Fine-Tuned LLaMA Model

We fine-tuned a LLaMA 3.1 8B Quantized model using QLoRA on a curated subset (~400K items) from a larger dataset.

🔗 See Data Pipeline for dataset source and preprocessing steps.

After fine-tuning and evaluation, the best-performing checkpoint was published to Hugging Face Hub.

📓 Related Notebooks:

⚙️ Fine-Tuning QLoRA
📊 Evaluation Results

At runtime, Modal pulls the model from Hugging Face on first use, caches it, and uses it for zero-shot product price prediction.

XGBoost Model

We reused the same curated dataset to generate embeddings using the E5 model, and stored them in a ChromaDB, which was uploaded to AWS S3 for remote access.

Using these embeddings, we trained an XGBoost regression model with tuned hyperparameters to predict product prices from vectorized descriptions in the training dataset. The trained model (xgboost_model.pkl) was pushed to Hugging Face Hub.

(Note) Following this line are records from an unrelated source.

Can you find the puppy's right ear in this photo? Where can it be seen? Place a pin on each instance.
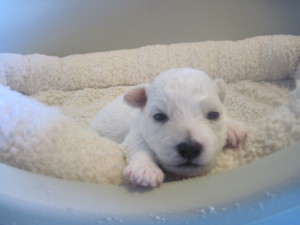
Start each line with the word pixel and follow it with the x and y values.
pixel 221 88
pixel 137 96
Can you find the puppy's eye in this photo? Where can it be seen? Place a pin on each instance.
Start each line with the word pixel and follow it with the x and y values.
pixel 160 117
pixel 213 115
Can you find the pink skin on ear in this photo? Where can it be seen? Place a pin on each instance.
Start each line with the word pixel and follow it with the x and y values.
pixel 136 97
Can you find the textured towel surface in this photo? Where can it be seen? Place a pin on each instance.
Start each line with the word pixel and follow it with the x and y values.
pixel 260 73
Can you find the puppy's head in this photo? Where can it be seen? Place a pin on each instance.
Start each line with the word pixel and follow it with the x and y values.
pixel 182 119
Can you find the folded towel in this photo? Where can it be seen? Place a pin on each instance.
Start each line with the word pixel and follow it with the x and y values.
pixel 260 72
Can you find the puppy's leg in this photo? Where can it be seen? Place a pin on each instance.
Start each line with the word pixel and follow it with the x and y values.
pixel 236 132
pixel 142 169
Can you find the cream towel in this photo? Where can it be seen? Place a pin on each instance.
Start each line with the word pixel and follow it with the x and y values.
pixel 259 72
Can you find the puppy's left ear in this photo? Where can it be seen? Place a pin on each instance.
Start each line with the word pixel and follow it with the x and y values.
pixel 137 96
pixel 221 88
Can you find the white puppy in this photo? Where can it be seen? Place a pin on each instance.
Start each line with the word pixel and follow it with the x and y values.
pixel 177 123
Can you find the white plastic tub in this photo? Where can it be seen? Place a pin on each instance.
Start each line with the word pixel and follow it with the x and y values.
pixel 264 192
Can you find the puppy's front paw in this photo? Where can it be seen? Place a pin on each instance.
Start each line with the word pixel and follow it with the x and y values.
pixel 236 133
pixel 143 174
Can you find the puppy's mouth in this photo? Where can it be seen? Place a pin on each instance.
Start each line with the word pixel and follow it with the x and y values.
pixel 188 164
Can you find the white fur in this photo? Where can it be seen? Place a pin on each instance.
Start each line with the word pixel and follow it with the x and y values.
pixel 186 96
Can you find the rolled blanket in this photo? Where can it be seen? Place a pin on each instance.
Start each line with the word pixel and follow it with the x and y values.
pixel 47 131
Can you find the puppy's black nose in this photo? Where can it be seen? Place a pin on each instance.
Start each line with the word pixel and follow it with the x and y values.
pixel 189 149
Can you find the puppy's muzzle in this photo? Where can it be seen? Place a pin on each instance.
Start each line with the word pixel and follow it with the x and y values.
pixel 189 150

The implementation details are documented in the following notebook

At runtime, Modal pulls:

the XGBoost model from Hugging Face,
the E5 embedding model (from sentence-transformers on Hugging Face),
and the ChromaDB from AWS S3.

All components are cached in Modal’s persistent volume after first use for fast, repeatable access.

RAG Pipeline

We also use the ChromaDB with E5 embeddings to power a RAG pipeline for price prediction.

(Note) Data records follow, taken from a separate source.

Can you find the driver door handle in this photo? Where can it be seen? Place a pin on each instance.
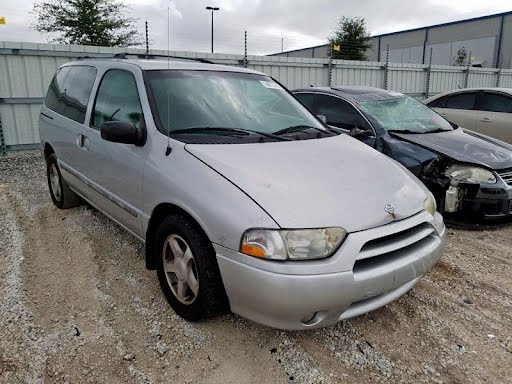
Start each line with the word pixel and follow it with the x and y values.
pixel 83 142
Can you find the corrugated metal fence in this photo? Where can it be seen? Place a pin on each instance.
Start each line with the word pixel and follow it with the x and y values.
pixel 26 69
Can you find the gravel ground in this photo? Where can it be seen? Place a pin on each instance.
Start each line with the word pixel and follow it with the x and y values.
pixel 78 306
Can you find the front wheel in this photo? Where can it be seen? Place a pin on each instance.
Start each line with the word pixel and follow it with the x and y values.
pixel 187 269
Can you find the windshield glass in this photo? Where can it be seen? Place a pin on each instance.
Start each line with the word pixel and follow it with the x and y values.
pixel 209 99
pixel 404 114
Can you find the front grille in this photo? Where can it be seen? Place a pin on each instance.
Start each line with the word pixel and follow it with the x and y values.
pixel 506 175
pixel 387 249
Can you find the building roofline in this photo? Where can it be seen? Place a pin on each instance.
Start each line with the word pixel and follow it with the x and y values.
pixel 447 24
pixel 299 49
pixel 502 14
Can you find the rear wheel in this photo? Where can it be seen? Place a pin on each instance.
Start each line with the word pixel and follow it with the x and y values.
pixel 187 269
pixel 62 196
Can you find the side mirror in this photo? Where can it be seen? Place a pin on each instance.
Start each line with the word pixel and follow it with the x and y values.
pixel 123 132
pixel 322 118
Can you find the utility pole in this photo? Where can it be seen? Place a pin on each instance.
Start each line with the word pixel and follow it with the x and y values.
pixel 147 40
pixel 212 9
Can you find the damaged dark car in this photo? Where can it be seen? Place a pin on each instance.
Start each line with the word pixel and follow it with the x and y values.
pixel 470 174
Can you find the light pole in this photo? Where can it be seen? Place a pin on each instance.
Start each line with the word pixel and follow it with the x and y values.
pixel 212 9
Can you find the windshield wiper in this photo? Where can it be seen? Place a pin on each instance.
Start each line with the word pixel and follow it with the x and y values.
pixel 438 130
pixel 407 131
pixel 402 131
pixel 299 128
pixel 225 131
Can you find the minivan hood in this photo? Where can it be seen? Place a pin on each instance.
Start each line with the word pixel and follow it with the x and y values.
pixel 464 146
pixel 335 181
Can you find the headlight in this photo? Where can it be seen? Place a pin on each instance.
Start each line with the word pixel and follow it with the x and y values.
pixel 293 244
pixel 471 174
pixel 430 204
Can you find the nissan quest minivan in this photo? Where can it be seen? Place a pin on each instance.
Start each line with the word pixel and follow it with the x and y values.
pixel 245 200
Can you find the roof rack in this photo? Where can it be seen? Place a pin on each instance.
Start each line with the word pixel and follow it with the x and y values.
pixel 145 56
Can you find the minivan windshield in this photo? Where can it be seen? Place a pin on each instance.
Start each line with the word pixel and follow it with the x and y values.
pixel 405 114
pixel 216 102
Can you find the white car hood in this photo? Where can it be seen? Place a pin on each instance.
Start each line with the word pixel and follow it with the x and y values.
pixel 335 181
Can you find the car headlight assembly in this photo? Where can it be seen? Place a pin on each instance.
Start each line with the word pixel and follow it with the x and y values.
pixel 430 204
pixel 292 244
pixel 471 174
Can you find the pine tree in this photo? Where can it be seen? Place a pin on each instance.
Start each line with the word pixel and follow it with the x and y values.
pixel 352 38
pixel 86 22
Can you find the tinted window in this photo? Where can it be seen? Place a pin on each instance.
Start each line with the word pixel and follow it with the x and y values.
pixel 70 90
pixel 438 103
pixel 78 86
pixel 55 95
pixel 461 101
pixel 339 113
pixel 306 98
pixel 493 102
pixel 117 99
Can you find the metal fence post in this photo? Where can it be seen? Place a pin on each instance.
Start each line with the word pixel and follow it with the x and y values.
pixel 386 68
pixel 245 50
pixel 498 79
pixel 329 75
pixel 466 80
pixel 429 73
pixel 3 148
pixel 147 40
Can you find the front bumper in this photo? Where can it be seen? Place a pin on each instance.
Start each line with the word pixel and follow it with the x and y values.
pixel 371 269
pixel 484 203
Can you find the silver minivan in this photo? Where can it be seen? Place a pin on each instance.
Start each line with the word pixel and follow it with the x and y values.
pixel 244 199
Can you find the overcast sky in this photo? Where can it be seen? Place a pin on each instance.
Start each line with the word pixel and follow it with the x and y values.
pixel 301 23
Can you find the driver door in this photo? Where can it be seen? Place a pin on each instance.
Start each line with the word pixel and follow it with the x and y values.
pixel 114 170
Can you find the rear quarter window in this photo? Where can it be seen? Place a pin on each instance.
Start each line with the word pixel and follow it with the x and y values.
pixel 438 103
pixel 461 101
pixel 70 91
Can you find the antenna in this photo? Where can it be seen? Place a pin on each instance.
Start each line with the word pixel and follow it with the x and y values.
pixel 169 149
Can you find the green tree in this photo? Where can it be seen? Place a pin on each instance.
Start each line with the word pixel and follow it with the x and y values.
pixel 86 22
pixel 462 56
pixel 352 38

Retrieval: Given a product description, we embed it using the E5 model and retrieve the top 5 most similar items from ChromaDB. Each retrieved item includes its description and actual price.
Augmented: The retrieved similar items and their prices are combined with the original product description to form the input context, which augments the prompt sent to the language model for price prediction.
Generation: The full prompt — containing the product description and similar item data — is sent to GPT via the OpenAI API. The model is instructed to output only the estimated price.

Ensemble Model

After obtaining individual price predictions from the three independent models on the curated dataset, we trained a linear regression model to combine their outputs.

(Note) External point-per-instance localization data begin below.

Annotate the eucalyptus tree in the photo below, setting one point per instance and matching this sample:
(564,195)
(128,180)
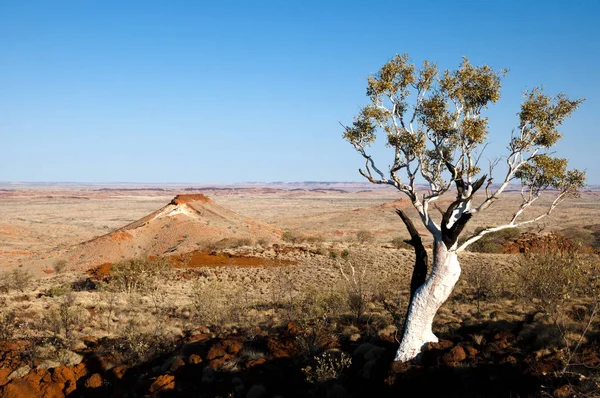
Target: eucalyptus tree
(435,124)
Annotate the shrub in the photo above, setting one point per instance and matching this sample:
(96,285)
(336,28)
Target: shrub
(139,275)
(59,266)
(291,237)
(484,282)
(59,290)
(364,236)
(399,243)
(64,318)
(494,241)
(217,303)
(358,292)
(393,300)
(549,279)
(8,324)
(135,346)
(328,366)
(314,239)
(229,243)
(17,279)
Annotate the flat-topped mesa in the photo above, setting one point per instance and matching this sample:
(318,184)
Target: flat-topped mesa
(187,198)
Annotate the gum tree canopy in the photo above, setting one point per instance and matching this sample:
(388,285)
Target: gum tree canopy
(435,125)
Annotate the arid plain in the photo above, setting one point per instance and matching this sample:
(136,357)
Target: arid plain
(243,260)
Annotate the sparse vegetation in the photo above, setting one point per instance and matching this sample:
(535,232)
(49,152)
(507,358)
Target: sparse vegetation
(60,266)
(494,241)
(139,275)
(363,236)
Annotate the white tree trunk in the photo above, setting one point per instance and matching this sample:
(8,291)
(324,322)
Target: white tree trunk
(427,299)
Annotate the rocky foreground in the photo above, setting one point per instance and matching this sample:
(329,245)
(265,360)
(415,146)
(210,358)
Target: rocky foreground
(491,359)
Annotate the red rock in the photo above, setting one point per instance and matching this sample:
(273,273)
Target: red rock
(292,329)
(216,351)
(4,372)
(30,388)
(176,364)
(119,371)
(80,370)
(471,352)
(565,391)
(217,363)
(255,362)
(232,346)
(163,383)
(62,374)
(197,338)
(508,359)
(455,355)
(20,389)
(94,381)
(281,349)
(194,359)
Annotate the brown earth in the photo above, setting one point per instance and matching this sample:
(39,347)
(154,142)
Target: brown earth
(186,224)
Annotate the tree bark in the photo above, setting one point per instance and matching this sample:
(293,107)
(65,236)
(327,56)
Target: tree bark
(426,301)
(421,259)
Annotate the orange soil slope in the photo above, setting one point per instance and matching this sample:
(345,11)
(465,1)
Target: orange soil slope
(188,223)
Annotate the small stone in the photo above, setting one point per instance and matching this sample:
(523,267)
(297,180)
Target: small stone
(163,383)
(455,355)
(194,359)
(565,391)
(94,381)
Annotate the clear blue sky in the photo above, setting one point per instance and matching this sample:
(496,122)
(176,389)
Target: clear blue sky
(234,91)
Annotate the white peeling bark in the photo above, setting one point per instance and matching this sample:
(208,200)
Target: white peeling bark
(427,300)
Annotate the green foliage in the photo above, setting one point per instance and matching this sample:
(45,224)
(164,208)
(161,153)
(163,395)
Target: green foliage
(59,290)
(549,279)
(494,241)
(8,324)
(17,279)
(400,243)
(432,119)
(139,274)
(291,237)
(64,317)
(327,366)
(364,236)
(59,266)
(541,116)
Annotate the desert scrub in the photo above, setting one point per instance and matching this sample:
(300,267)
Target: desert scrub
(291,237)
(400,243)
(358,291)
(139,274)
(64,318)
(8,325)
(217,303)
(485,282)
(60,266)
(59,290)
(364,236)
(136,346)
(17,279)
(328,366)
(229,243)
(393,300)
(494,241)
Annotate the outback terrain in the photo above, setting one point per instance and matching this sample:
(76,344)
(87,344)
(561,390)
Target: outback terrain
(287,290)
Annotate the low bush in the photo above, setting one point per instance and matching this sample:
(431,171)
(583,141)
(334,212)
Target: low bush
(139,275)
(494,241)
(8,325)
(400,243)
(364,236)
(60,266)
(59,290)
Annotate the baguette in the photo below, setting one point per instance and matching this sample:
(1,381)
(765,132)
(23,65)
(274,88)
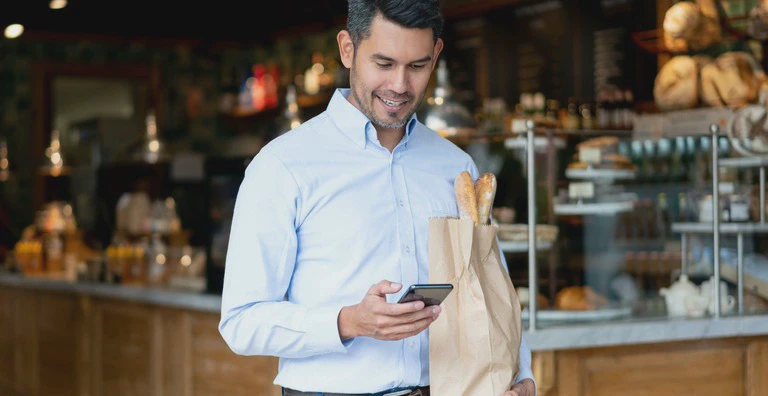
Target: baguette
(485,192)
(465,197)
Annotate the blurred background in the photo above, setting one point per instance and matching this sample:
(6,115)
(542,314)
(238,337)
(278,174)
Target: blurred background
(125,129)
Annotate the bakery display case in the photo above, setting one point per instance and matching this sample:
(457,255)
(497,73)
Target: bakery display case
(623,219)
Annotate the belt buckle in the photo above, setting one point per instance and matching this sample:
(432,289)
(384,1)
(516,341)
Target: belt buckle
(408,392)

The model uses the raw predictions along with simple engineered features (e.g., max, mean) to generate a more stable final estimate.

Once trained and evaluated, the ensemble model (ensemble_model.pkl) was pushed to Hugging Face Hub.

📓 Related Notebook

At runtime, Modal pulls the model from Hugging Face (on first use) and caches it in a persistent volume for efficient reuse during future predictions.

Frontier Model (OpenAI)

We use OpenAI GPTto:

Select the top 5 deals from raw inputs, ensuring clear descriptions and explicit prices, and
Estimate product prices after retrieving similar items from ChromaDB for contextual grounding via RAG.